To test readiness behavior when dependencies fail, temporarily stop a required dependency:

# Stop Redis
docker stop redis

# Check readiness
curl http://localhost:8080/ready

# Response (if Redis is required)
{
  "ready": false,
  "service": "my-service",
  "dependencies": {
    "database": "healthy",
    "redis": "unhealthy",
    "nats": "healthy"
  }
}

# HTTP status code: 503 Service Unavailable

Kubernetes Pod Testing

Test probes from within a Kubernetes cluster:

# Get pod name
kubectl get pods -l app=my-service

# Check liveness
kubectl exec -it my-service-7d8f9c5b6-abc12 -- curl localhost:8080/health

# Check readiness
kubectl exec -it my-service-7d8f9c5b6-abc12 -- curl localhost:8080/ready

# View probe failures in events
kubectl describe pod my-service-7d8f9c5b6-abc12

Custom Health Checks

While acton-service provides automatic dependency health checks, you can also implement custom health check logic for advanced scenarios:

Adding Custom Health Checks

For application-specific health checks (e.g., "can we reach a critical external API?"), you can add custom endpoints or extend the default health check behavior. This is covered in the Advanced Configuration guide.
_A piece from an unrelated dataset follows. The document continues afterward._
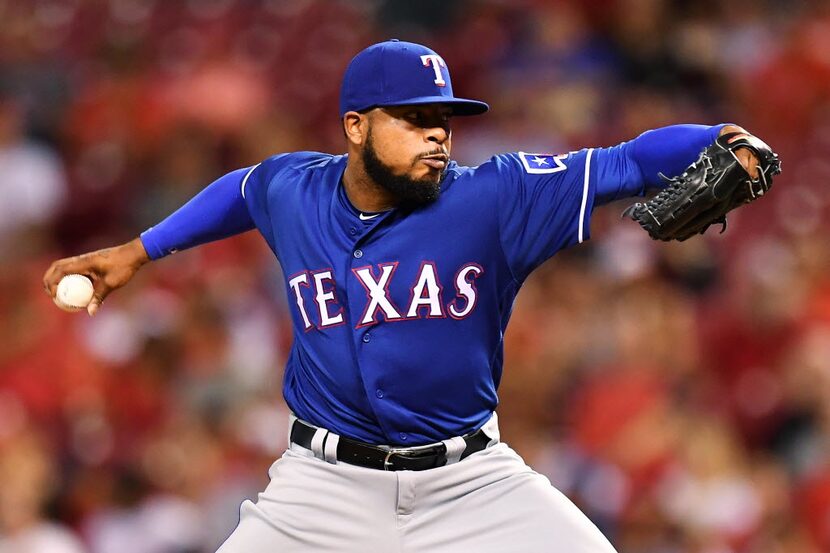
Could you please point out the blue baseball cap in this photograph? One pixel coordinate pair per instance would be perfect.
(398, 73)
Common Custom Health Checks:

External API availability
Message queue consumer status
Background worker health
Cache hit rate thresholds
Circuit breaker state monitoring

Next Steps

See Configuration for dependency setup and optional flag usage
Learn about Kubernetes Deployment best practices
Explore Observability for metrics and distributed tracing
Review Resilience Patterns for circuit breakers and retry logic

Health checks are a critical foundation for production microservices. With acton-service, they're included automatically and follow industry best practices, allowing you to focus on building features rather than infrastructure.